An exceptional amount of precipitation fell in the Lake Superior basin from 8-11 October, causing a rapid and significant rise in Lake Superior water levels. Lake Superior rose 8 cm overall last month, while on average it declines 4 cm in October.
Conditions were relatively wet in the Lake Michigan-Huron basin too, and Lake Michigan-Huron declined just 2 cm last month, while on average it declines 7 cm in October. At the beginning of November, Lake Superior is 29 cm above average (1918 – 2017), but 4 cm below the level at this time last year.
Lake Michigan-Huron is currently 46 cm above average, but 2 cm below last year’s beginning-of-November level. Lake Superior is expected to begin its seasonal decline, and Lake Michigan-Huron is expected to continue its seasonal decline in November.
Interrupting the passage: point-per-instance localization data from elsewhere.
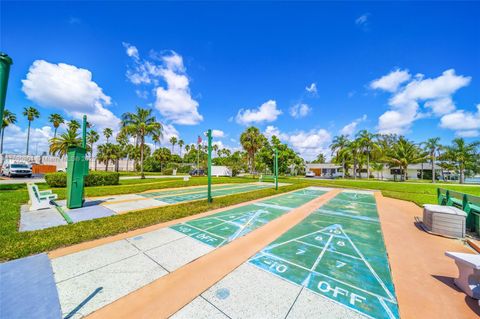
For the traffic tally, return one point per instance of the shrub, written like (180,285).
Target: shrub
(92,179)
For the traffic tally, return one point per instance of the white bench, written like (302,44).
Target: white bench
(39,199)
(469,273)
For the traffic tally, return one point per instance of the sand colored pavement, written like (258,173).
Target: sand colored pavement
(165,296)
(422,274)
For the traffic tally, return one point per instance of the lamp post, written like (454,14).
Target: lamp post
(275,168)
(5,62)
(209,178)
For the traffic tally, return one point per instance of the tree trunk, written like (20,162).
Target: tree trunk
(28,137)
(142,142)
(1,142)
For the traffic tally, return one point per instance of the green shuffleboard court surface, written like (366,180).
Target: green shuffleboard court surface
(196,193)
(338,252)
(223,227)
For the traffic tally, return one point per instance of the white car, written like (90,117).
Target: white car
(16,169)
(310,174)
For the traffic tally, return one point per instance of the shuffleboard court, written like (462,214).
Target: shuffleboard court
(338,252)
(221,228)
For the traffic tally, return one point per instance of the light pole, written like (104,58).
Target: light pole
(209,173)
(275,168)
(5,62)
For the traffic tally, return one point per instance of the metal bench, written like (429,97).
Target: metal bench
(39,199)
(469,272)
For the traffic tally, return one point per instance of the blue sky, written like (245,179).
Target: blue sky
(303,71)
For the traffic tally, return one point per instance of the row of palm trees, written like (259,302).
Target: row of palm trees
(377,151)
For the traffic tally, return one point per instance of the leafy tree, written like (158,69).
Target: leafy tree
(59,145)
(462,155)
(31,113)
(338,147)
(8,118)
(252,140)
(141,124)
(56,119)
(404,153)
(433,146)
(73,125)
(107,132)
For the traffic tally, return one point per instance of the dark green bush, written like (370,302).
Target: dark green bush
(92,179)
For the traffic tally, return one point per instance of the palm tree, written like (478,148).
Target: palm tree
(31,113)
(462,154)
(8,118)
(141,124)
(367,143)
(59,145)
(107,132)
(339,144)
(173,141)
(433,146)
(180,145)
(73,125)
(56,119)
(404,153)
(252,140)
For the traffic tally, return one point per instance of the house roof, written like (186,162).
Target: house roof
(323,165)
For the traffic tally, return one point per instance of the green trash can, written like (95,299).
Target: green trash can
(77,169)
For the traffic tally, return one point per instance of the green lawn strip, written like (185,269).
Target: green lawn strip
(418,193)
(14,244)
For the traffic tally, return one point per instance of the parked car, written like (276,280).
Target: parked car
(310,174)
(16,169)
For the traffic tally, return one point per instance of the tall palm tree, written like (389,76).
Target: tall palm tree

The above-average levels coupled with strong winds and waves continue to result in shoreline erosion and coastal damages across the upper Great Lakes system. Additional shoreline erosion and coastal damages may occur this fall should active weather continue.
The International Lake Superior Board of Control (Board), under authority granted to it by the International Joint Commission (IJC), has set the Lake Superior outflow to 3,000 cubic metres per second (m3/s) for the month of November, which is as prescribed by Regulation Plan 2012.
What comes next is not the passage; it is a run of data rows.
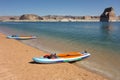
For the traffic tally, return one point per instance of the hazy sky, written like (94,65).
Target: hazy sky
(57,7)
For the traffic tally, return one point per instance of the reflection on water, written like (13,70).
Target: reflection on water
(100,39)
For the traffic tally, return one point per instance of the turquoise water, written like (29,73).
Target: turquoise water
(102,40)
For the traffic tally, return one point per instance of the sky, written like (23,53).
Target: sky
(57,7)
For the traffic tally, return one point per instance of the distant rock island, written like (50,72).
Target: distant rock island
(108,15)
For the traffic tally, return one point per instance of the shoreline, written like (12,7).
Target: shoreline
(56,21)
(16,64)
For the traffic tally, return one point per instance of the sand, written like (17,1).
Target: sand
(16,64)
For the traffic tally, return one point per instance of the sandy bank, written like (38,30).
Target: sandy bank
(15,64)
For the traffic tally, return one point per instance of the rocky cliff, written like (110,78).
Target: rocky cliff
(108,15)
(30,17)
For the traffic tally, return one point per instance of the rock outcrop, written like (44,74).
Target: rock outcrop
(30,17)
(108,15)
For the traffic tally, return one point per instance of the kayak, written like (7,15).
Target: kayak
(20,37)
(62,57)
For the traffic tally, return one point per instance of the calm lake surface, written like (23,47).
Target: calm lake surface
(102,40)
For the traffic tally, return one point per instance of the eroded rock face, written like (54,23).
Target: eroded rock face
(30,17)
(108,15)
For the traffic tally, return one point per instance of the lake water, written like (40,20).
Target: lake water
(102,40)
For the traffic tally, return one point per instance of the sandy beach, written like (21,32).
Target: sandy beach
(16,64)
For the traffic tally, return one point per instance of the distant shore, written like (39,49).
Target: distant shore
(54,21)
(16,64)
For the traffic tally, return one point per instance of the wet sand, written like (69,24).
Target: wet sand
(16,64)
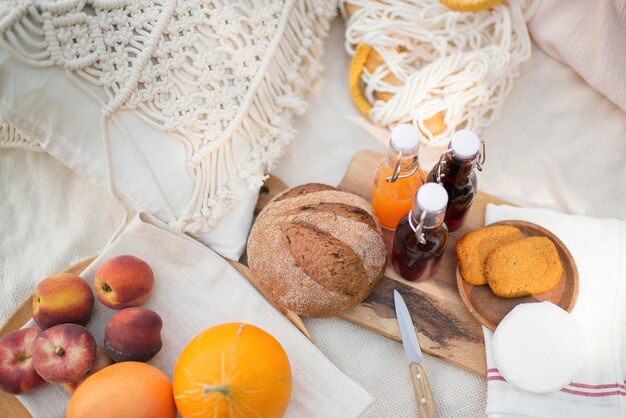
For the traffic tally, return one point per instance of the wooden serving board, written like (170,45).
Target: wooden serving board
(445,327)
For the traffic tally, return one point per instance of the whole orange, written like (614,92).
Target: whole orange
(128,389)
(233,370)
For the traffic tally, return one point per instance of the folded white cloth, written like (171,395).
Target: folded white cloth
(598,389)
(589,37)
(196,289)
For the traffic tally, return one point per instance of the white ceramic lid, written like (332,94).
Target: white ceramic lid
(405,137)
(465,143)
(432,197)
Actual outflows may vary depending on hydrologic conditions, as well as maintenance activities at the hydropower plants on the St. Marys River.
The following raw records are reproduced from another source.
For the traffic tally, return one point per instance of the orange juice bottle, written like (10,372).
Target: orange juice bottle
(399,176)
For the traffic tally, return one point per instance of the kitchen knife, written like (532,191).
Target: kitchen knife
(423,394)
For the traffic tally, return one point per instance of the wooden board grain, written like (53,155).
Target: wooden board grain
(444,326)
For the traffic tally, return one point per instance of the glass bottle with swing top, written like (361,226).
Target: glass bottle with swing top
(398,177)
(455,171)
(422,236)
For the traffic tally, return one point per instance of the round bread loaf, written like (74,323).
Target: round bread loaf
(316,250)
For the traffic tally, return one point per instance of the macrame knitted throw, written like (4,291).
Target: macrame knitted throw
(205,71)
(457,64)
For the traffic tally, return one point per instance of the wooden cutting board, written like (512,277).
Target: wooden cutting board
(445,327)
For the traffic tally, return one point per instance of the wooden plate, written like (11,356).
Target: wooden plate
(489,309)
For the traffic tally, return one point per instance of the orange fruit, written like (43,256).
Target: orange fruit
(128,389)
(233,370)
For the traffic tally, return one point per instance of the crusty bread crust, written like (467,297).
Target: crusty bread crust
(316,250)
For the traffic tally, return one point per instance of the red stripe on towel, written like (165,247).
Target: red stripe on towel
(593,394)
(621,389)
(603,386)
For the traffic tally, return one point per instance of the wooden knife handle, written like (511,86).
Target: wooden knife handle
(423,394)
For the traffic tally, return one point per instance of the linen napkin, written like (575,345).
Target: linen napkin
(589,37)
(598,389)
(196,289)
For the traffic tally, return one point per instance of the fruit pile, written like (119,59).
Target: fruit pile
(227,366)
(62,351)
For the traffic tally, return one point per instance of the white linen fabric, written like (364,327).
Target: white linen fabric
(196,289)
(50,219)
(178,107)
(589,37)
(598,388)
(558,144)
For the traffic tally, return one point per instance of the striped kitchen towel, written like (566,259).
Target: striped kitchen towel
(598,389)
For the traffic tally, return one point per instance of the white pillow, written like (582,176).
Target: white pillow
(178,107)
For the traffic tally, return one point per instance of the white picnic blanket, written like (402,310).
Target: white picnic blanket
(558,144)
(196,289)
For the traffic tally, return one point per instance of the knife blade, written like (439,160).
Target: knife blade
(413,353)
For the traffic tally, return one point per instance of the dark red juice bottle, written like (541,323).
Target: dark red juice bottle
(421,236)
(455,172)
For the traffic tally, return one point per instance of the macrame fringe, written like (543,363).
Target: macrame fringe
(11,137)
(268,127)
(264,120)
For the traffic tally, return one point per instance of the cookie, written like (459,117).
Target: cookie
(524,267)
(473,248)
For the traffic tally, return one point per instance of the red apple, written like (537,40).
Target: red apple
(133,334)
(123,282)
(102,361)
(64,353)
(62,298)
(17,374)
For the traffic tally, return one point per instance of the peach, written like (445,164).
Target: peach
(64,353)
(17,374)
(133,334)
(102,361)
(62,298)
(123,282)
The average St. Marys Rapids flow is expected to be approximately 1,264 m3/s in November, the highest since 1996. Anglers and other users of the St. Marys Rapids need to be cautious of the changing flows and water levels that will be experienced in the rapids in November.
Furthermore, some flooding of low-lying areas of Whitefish Island is expected to continue this month and some recreational trails and features in these areas will likely be inundated and may sustain damage. Users are encouraged to use extreme caution.
To achieve this flow, the gate setting of the Compensating Works will be adjusted to the equivalent of nine gates fully open by raising Gates #9 through #14 to a setting of 173 cm open on Monday, 5 November. Gates #2 through #8, #15 and #16 will be maintained at a setting of 81 cm open. There will be no change to the setting of Gate #1, which supplies a flow of about 15 m3/s to the channel north of the Fishery Remedial Dike.
The Board stresses that hydrologic conditions are the primary driver of water level fluctuations.
Water levels of the Great Lakes cannot be fully controlled through regulation of outflows, nor can regulation completely eliminate the risk of extreme water levels from occurring during periods of severe weather and water supply conditions. It is not possible to accurately predict such conditions weeks in advance, but given the current levels of the lakes, the Board advises all those that may be impacted to prepare for the above-average water levels, should they continue this fall.